May 28 (UPI) — Police in southwestern Illinois arrested a man suspected of vandalizing cemetery headstones with swastikas.
Nearly 200 headstones were found spray-painted Saturday morning, less than two days before Memorial Day.
“They also painted swastikas on our old office building and on two of our family estate mausoleums,” Mark Johnson, grounds superintendent at the cemetery, told the Belleville News-Democrat.
The vandalism took place in a cemetery in Glen Carbon, Ill., a small town located 19 miles northeast of St. Louis.
Johnson told the St. Louis Post-Dispatch he didn’t think the vandalism’s timing was random.
“I think they probably knew what they were doing,” he said of the perpetrator.
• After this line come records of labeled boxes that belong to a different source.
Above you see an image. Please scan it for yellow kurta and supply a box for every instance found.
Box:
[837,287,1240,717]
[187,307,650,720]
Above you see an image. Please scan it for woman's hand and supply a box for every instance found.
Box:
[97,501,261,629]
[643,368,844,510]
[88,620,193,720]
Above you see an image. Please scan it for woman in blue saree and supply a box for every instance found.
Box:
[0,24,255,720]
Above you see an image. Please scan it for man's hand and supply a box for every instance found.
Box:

The Glen Carbon cemetery is the resting place of more than 1,500 veterans.
Police released surveillance footage of a suspect and later on Saturday officials announced the suspect’s arrest.
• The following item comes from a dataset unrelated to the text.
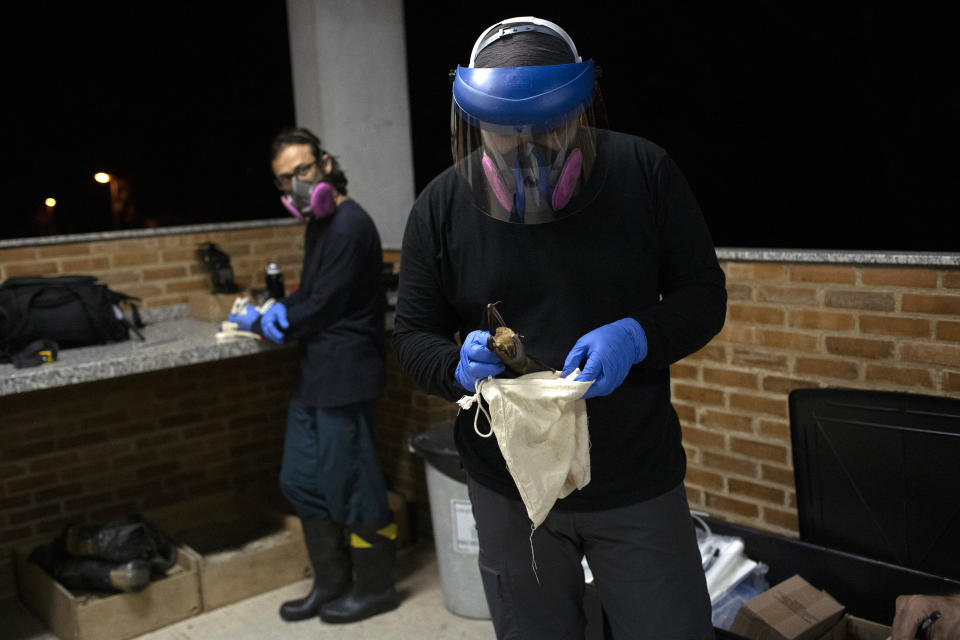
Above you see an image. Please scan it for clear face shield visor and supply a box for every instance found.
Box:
[451,61,602,224]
Both professionals and volunteers spent Saturday and Sunday cleaning the paint off the headstones. The cleaning crews expected to finish their work in time for Monday’s planned Memorial Day ceremony.
Police believe the 34-year-old man they took into custody on Saturday also may be responsible for a swastikas found spray-painted on the sides and garage doors of houses in a nearby subdivision. The Edwardsville Police Department did not release the suspect’s name.